Pouvez-vous nous parler un peu de vous et de votre parcours?

Le Dr Pilø nous dit: «Je suis né au Danemark, je suis danois. Je suis arrivé en Norvège en 1981. J’ai fait mon doctorat en archéologie à l’Université d’Oslo.

«Jusqu’à ce que l’archéologie glaciaire décolle, j’ai travaillé avec l’archéologie des colonies dans les basses terres.

«Mais, j’ai toujours eu un fort intérêt pour les travaux de terrain complexes et difficiles. C’est en quelque sorte ce qui me déclenche.
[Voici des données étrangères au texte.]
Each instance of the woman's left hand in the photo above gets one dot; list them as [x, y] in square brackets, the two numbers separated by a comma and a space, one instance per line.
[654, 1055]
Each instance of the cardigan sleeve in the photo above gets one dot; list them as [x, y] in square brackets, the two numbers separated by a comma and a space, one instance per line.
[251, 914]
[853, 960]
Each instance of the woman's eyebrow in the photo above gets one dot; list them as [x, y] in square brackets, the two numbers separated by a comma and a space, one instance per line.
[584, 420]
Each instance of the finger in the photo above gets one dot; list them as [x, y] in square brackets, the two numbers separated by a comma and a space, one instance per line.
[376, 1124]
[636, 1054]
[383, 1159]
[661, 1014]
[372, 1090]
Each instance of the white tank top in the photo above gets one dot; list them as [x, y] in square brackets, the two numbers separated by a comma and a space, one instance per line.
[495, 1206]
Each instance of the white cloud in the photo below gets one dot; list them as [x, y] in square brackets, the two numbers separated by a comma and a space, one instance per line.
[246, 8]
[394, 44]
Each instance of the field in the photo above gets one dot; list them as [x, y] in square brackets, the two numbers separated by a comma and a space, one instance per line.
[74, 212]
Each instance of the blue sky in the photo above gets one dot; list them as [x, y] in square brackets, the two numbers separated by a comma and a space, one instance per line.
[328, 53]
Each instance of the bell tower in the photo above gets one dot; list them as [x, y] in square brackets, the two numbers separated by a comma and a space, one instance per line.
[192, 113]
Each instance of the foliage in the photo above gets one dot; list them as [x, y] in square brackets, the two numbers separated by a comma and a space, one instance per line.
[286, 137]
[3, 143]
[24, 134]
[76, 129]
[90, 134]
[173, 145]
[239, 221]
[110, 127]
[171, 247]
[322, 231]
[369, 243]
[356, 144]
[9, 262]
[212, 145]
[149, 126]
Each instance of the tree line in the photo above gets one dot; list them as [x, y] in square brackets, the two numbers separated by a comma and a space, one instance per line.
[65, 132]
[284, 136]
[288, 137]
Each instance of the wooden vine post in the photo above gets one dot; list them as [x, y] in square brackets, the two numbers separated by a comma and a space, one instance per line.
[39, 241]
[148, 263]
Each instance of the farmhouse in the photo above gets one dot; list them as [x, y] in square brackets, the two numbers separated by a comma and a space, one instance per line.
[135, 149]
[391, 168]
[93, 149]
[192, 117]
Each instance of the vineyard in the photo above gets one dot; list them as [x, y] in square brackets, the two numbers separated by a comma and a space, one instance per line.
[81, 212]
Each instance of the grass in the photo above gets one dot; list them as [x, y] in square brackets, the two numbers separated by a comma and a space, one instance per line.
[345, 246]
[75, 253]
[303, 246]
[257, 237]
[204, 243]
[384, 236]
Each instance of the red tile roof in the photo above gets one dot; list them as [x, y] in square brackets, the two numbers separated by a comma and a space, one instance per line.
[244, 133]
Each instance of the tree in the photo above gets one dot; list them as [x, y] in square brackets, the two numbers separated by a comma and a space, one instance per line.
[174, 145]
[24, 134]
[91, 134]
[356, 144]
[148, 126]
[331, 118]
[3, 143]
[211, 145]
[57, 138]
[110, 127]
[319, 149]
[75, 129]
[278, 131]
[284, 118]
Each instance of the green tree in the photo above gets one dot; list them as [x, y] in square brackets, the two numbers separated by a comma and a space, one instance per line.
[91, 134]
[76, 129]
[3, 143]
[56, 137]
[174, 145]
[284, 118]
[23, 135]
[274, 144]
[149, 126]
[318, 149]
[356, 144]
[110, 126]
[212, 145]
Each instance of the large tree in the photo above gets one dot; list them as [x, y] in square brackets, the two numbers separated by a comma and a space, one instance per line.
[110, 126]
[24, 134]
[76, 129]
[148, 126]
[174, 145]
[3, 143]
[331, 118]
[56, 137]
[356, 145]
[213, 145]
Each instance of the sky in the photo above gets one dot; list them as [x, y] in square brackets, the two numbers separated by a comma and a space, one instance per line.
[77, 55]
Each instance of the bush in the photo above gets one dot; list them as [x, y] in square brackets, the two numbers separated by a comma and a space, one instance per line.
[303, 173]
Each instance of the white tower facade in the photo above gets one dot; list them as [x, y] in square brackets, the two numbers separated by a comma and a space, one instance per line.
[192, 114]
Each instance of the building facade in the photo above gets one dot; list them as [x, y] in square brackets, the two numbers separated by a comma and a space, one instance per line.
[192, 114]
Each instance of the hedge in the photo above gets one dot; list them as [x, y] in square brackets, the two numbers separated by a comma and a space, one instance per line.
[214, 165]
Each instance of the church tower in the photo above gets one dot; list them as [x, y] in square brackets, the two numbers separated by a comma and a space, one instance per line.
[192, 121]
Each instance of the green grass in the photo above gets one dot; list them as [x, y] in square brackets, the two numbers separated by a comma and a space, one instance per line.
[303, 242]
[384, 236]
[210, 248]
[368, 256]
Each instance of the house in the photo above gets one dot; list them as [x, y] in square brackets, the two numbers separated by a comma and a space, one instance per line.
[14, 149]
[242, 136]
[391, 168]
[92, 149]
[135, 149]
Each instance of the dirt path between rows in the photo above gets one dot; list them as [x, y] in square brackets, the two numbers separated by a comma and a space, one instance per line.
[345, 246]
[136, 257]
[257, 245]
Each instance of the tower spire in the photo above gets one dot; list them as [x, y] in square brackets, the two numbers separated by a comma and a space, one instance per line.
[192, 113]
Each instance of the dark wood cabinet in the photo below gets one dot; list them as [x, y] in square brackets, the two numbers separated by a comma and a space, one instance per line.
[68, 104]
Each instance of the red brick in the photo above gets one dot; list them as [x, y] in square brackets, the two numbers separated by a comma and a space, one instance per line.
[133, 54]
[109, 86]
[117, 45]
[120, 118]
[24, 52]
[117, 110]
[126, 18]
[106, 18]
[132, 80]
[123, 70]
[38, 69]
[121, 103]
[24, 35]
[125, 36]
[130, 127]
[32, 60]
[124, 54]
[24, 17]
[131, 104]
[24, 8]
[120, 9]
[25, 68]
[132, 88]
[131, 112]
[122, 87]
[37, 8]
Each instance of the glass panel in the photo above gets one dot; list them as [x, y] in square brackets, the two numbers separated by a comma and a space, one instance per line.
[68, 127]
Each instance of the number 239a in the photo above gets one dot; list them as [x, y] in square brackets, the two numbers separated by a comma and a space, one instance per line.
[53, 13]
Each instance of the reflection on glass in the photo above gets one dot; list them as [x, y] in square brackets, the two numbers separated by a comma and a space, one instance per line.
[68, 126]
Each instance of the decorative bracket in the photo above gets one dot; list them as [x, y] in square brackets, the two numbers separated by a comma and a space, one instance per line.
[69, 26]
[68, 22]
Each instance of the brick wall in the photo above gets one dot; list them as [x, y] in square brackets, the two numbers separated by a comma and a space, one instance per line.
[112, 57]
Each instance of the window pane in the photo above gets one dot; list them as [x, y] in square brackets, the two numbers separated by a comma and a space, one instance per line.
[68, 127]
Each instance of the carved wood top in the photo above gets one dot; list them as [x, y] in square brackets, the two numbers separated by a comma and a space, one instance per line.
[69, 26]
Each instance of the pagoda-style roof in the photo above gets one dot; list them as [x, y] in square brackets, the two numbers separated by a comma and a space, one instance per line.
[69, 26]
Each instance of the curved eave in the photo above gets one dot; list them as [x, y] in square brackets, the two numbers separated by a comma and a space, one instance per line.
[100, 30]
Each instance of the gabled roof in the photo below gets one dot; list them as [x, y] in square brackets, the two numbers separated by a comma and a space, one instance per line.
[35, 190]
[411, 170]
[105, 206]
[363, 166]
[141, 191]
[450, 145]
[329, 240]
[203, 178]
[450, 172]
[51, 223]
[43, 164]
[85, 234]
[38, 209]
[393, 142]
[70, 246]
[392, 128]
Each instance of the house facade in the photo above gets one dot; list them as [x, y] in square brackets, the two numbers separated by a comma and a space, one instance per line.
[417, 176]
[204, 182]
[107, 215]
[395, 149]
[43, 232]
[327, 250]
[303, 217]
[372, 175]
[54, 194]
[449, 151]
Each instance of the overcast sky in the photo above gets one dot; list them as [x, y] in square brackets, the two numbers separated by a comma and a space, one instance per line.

«J’ai eu la chance de rejoindre le programme d’archéologie glaciaire en 2007, et j’ai simplement tout abandonné. Je fais ça depuis.

Quels sont les défis liés au métier d’archéologue des glaces?

«Je ne suis pas sûr des défis. J’aime la complexité du travail de terrain.

«Vous devez planifier les choses très méticuleusement à l’avance, car une fois que vous êtes là-haut, si vous n’avez pas tout l’équipement nécessaire, vous êtes coincé.

«Avoir le bon équipement, les bonnes personnes pour faire leur travail spécifique et faire le travail de manière professionnelle est crucial. Notre objectif est toujours de sauver autant d’objets que possible lorsque nous sommes là-haut.

«Et puis j’aime son imprévisibilité.

«En 2013, par exemple, nous sommes arrivés sur un site de montagne. Nous sommes arrivés tard dans la soirée, avons installé le camp et étions prêts pour le travail sur le terrain le lendemain matin.

«Jusqu’à ce que nous ayons 20 centimètres de neige pendant la nuit, c’est-à-dire.

«J’avais réalisé que c’était devenu très calme pendant la nuit, et ce n’est pas vraiment un bon signe… Ensuite, j’ai dû me frayer un chemin hors de la tente», dit le Dr Pilø en riant.

Il poursuit: «Nous avons juste dû nous asseoir pendant trois jours dans la tente, à boire du café et à raconter des blagues et de vieilles histoires. Il a finalement suffisamment fondu pour que nous puissions commencer à travailler sur les parties inférieures du site. »

Camp de base de Lendbreen en août 2013
Le travail sur le terrain en haute montagne peut être interrompu à court terme par le temps. Basecamp à Lendbreen lors d’une tempête de neige en août 2013. Photo: secretsoftheice.com

«J’aime ça, ça fait partie de l’expérience.

«Le paysage est également magnifique. Il y a beaucoup de rennes sauvages qui rôdent là-haut.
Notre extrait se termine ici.